There are several limitations to this review. By only examining the perioperative setting in the UK, we are unable to comment on measurement systems in other contexts, and it is possible that QI activity might be greater in other specialities or condition-specific audits. We found the majority of QI reports by hand-searching the literature and therefore some reports may have been missed. Further reports may have been published after the searches were made (ending December 2019). Some QI projects may have been reported locally, orally or via social media and would not have been found by our strategy. Furthermore, this review did not look for local improvement per se but for public reporting of local QI. We must therefore interpret this review as a minimum estimate of QI activity. However, if more such evidence does exist, it is unlikely to have much reach beyond local contexts. We deliberately excluded national audits which had only released a single report, as although these can and do trigger improvement, they could not have supported the continuous data-driven local QI we were searching for. As discussed above, there is a strong suggestion of publication bias due to under-reporting of QI projects in general and specifically those which did not achieve ‘positive’ results. This bias limits analysis of QI projects’ number, characteristics, impact or learning. Only 12% of QI reports were published in a format appropriate for quality assessment, reflecting the unstructured nature of this literature. Some feedback provided by NCAs to local teams was confidential, hampering our ability to comment on it in this review. Finally, NCAs clearly can and do have impact beyond local continuous QI (for example to support QA or to provide baseline data for research), and local QI can occur without NCA data; the number of QI projects which we found to be publicly reported may not correlate with the wider impact of these NCAs.

Conclusions

This review provides evidence of missed opportunities for local QI using NCA data in the UK perioperative setting. The two NCAs which were associated with the vast majority of QI reports provided valid and timely feedback, supported collaboration between hospitals and actively sought out local case studies. There was a high likelihood of reporting bias towards projects which achieved a positive impact.

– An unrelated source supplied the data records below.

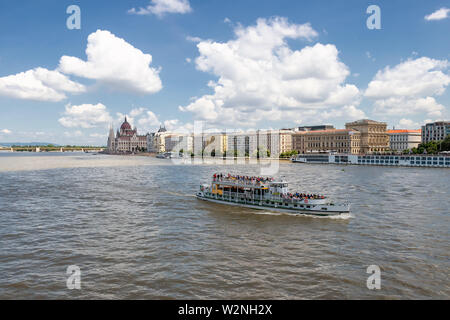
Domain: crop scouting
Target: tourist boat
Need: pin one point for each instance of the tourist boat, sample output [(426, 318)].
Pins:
[(264, 193)]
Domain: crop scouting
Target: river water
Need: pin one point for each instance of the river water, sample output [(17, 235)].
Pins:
[(133, 227)]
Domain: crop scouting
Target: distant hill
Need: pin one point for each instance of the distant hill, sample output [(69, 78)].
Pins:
[(26, 144)]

To improve this situation, we would recommend the following strategies. First, NCAs should ensure they measure process metrics amenable to QI. Second, they should deliver feedback in a timely and accessible manner, aimed at teams rather than individuals. Third, feedback should be linked to localised action plans and possibly financial incentives. Fourth, local QI projects and evaluations thereof should be prospectively recorded in accessible registries in order to better share learning from projects achieving both ‘positive’ and ‘negative’ impacts. The interaction between NCA practices with local contexts remains a question for future research, as does the most effective method(s) for promoting collaboration within and between hospitals.